The landslide, probably caused by heavy rains, dumped more than 20 million cubic meters of earth into Rio Paute in the canyon that connects Cuenca to Paute and Gualaceo, instantly killing as many of 40 people. In the weeks following the landslide, the natural reservoir behind the dam grew to 15 miles in length and contained almost 300 million cubic meters of water.
Sight-seers from across Ecuador flocked to the area to witness colonial-era haciendas, along with modern subdivisions, disappear beneath rising waters. The mayor of Azogues caused a minor scandal when he went boating on the new lake and suggested to a newspaper reporter that it would make a good tourist attraction.
Owners of farms and holiday homes, many of them from Cuenca, agonized as they watched their property destroyed. Cuenca’s El Mercurio newspaper reported that some homeowners hired professional divers to recover valuables from submerged houses. According to the article, little was recovered and some accused the divers of theft.
Geologists and engineers from around the world, including a team from the U.S. Army Corps of Engineers, came to Cuenca to work with local authorities to find a solution as waters rose. Because the blockage was one of the largest in modern history, answers were not easy to come by but measures were taken that proved to reduce damage and loss of life when the blockage finally collapsed.
Authorities agree that things would have much worse had a channel not been cut into the dam to release some of the water as the lake grew. Evacuations of residents for almost 40 kilometers below the landslide were responsible for saving countless lives.
When the dam broke on May 2, only a few dozen lives were lost although hundreds of houses, many of them dating back hundreds of years, were destroyed in the flood. The Paute hydro- electric project, 30 kilometers downstream, sustained serious damage to its turbines but, because the water level in the reservoir had been drawn down, most of the project survived. The Paute plant produced 65% of Ecuador’s electricity in 1993.
Several downstream villages were destroyed and river rose almost a 100 feet near the town of Paute, standing three feet deep in the central square. The volume of water released was so great that measuring stations on the Amazon River, a thousand miles to the east, recorded a rise in water levels after the dam collapsed.
The scouring force of the flood is still evident in the Paute Valley and work continues in many areas to remove rock and gravel from the river bed. A monument stands near the point where the landslide occurred, at the junctions of Rios Paute and Jadan.

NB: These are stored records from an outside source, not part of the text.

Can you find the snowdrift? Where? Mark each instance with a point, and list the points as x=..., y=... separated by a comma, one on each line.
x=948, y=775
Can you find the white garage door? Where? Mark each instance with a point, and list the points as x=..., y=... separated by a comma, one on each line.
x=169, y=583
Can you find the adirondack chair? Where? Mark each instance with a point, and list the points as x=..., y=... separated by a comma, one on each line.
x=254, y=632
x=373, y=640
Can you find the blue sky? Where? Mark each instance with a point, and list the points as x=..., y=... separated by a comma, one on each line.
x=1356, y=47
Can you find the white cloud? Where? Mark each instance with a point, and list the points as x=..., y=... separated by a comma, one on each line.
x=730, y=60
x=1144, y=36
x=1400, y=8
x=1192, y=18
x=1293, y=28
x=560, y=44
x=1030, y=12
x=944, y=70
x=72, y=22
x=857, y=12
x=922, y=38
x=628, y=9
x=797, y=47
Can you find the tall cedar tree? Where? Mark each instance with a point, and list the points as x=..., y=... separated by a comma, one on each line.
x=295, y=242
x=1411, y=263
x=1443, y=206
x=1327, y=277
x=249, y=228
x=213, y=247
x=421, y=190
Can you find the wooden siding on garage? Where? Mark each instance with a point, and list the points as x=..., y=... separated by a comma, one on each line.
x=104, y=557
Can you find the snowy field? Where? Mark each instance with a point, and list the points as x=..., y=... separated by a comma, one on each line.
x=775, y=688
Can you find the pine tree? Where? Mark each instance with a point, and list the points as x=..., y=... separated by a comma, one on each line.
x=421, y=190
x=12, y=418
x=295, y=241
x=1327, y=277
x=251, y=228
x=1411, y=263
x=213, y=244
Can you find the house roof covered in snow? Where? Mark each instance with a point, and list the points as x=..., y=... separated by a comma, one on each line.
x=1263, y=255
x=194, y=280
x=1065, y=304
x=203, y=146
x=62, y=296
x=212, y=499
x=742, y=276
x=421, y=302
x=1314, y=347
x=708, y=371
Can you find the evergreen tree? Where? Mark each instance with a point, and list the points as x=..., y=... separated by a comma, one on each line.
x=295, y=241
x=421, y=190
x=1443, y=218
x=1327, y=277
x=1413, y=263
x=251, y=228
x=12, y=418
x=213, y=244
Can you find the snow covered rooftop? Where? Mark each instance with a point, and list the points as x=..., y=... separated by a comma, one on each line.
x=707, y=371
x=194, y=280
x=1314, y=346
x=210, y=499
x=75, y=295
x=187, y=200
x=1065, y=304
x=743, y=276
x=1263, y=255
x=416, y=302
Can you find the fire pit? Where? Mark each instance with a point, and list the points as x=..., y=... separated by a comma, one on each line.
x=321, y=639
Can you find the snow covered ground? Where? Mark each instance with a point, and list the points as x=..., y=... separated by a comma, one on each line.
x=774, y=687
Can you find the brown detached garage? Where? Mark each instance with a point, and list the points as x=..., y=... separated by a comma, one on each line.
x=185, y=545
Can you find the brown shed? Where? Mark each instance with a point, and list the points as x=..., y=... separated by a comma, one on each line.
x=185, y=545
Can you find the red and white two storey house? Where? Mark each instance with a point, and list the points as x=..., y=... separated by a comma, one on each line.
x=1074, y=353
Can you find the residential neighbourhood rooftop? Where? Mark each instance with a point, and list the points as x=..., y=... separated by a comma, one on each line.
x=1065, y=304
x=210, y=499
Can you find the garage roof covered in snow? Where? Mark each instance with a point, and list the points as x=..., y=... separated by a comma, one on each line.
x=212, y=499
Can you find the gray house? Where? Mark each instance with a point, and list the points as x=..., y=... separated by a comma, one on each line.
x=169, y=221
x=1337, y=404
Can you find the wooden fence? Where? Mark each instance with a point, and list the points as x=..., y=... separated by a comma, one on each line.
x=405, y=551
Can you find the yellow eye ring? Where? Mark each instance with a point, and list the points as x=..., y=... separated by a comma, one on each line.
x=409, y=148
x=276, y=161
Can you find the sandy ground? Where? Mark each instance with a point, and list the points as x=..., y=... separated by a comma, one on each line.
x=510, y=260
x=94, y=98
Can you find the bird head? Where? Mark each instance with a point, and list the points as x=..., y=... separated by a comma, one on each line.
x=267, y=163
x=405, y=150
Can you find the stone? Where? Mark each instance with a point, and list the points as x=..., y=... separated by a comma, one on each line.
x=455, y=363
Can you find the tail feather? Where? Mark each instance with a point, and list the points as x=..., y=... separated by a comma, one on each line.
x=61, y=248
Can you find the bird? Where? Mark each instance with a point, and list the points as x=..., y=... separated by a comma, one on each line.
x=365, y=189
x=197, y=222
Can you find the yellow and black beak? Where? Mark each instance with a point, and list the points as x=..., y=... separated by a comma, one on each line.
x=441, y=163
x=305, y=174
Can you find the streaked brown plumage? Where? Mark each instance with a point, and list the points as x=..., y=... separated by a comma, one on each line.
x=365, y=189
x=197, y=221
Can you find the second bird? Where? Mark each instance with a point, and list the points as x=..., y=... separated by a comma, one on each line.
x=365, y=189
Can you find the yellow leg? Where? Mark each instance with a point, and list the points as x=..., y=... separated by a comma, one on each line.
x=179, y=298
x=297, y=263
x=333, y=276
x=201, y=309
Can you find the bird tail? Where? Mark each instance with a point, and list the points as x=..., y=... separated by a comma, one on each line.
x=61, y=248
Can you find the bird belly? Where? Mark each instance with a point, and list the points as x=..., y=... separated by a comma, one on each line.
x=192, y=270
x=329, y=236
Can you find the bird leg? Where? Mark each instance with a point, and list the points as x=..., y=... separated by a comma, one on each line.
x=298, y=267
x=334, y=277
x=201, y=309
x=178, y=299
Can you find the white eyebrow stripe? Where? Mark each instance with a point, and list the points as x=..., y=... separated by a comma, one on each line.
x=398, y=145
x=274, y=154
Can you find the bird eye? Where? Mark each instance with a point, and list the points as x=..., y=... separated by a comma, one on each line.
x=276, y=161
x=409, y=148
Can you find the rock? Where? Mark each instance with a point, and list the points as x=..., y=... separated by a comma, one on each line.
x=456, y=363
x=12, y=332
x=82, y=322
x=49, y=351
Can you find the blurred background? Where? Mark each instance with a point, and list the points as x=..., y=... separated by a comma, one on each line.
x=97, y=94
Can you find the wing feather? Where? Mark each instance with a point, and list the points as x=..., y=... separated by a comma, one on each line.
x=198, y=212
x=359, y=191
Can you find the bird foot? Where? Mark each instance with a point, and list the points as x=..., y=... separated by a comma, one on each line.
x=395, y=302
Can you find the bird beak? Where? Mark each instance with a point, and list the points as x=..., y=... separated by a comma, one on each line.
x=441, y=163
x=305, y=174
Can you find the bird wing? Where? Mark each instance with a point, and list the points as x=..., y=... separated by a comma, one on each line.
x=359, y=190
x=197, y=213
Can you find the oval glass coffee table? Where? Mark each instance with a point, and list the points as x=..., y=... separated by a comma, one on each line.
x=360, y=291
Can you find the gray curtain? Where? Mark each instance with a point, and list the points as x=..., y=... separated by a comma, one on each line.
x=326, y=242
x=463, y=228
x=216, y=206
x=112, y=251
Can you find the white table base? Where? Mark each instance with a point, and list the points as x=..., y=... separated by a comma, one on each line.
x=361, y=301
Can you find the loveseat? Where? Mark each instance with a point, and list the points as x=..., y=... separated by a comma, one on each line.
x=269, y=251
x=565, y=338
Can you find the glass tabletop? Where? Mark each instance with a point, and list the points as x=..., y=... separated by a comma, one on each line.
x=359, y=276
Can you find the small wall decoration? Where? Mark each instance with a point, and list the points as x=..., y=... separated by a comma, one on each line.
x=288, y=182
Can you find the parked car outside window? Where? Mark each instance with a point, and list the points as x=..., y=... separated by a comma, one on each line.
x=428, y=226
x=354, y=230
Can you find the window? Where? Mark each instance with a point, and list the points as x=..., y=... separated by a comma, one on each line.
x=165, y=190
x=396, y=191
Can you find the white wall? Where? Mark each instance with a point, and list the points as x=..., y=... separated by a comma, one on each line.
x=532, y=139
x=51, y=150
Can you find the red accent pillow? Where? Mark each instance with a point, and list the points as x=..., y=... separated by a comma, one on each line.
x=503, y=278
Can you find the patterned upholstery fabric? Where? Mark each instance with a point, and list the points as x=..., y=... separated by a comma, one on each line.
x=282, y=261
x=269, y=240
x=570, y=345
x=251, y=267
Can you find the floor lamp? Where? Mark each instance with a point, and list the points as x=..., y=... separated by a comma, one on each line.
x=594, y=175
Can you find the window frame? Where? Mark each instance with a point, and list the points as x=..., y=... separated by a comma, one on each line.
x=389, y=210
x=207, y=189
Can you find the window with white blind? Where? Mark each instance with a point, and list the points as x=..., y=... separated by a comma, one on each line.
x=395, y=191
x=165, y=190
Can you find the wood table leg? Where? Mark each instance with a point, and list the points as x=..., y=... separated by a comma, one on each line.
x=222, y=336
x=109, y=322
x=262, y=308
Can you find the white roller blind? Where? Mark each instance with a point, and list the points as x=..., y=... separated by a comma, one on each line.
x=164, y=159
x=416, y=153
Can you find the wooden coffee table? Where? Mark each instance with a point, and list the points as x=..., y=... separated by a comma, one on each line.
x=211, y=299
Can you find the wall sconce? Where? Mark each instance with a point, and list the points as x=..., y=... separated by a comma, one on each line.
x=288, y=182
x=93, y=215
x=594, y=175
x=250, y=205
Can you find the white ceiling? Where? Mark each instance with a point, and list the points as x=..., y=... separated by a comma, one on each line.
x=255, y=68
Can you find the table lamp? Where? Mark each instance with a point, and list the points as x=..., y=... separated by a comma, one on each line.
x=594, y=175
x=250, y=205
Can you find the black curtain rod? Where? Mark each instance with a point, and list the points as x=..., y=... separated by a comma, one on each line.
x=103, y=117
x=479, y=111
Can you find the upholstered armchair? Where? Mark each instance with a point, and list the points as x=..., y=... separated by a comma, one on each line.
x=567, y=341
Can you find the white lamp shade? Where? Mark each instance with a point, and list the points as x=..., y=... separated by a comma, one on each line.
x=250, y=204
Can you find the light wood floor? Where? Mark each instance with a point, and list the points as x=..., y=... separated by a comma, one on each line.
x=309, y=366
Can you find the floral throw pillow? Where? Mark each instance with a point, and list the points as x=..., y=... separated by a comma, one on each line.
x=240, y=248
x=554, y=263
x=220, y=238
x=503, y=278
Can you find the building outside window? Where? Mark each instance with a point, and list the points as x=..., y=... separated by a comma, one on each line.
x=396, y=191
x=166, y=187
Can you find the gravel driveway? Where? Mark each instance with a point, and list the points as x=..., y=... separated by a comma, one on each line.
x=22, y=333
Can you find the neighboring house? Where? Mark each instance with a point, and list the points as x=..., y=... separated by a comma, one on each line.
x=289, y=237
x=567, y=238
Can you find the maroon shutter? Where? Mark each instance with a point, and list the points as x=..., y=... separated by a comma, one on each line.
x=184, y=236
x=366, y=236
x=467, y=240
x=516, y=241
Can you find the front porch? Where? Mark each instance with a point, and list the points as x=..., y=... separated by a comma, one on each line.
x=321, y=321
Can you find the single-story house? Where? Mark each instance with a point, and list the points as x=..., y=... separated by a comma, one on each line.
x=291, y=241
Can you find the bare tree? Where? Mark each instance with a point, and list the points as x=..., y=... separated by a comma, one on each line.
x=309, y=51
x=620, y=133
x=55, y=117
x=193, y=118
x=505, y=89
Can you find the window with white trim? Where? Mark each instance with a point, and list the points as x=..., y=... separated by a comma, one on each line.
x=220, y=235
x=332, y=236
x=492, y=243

Although experts do not predict an imminent reoccurrence of the Josefina slide, they urge that mountain stabilization work continue. The 10-year project that removed millions of meters of rock and gravel near the site of the disaster, concluded in 2008.
The Ecuador Ministry of Transport and Public Works and the Azuay Provincial Council agree that more should be done and they are in talks with the experts who planned the original remedial work. According to geological engineer Raúl Sarra Pistone, author of the master stabilization plan, “We have accomplished a great deal in terms of strengthening the mountain slope. On the other hand we need to do more to make sure we never have another disaster like this one.”
Photo caption: The riverside park in Paute was almost 100 feet under water at the height of the 1993 Josefina flood.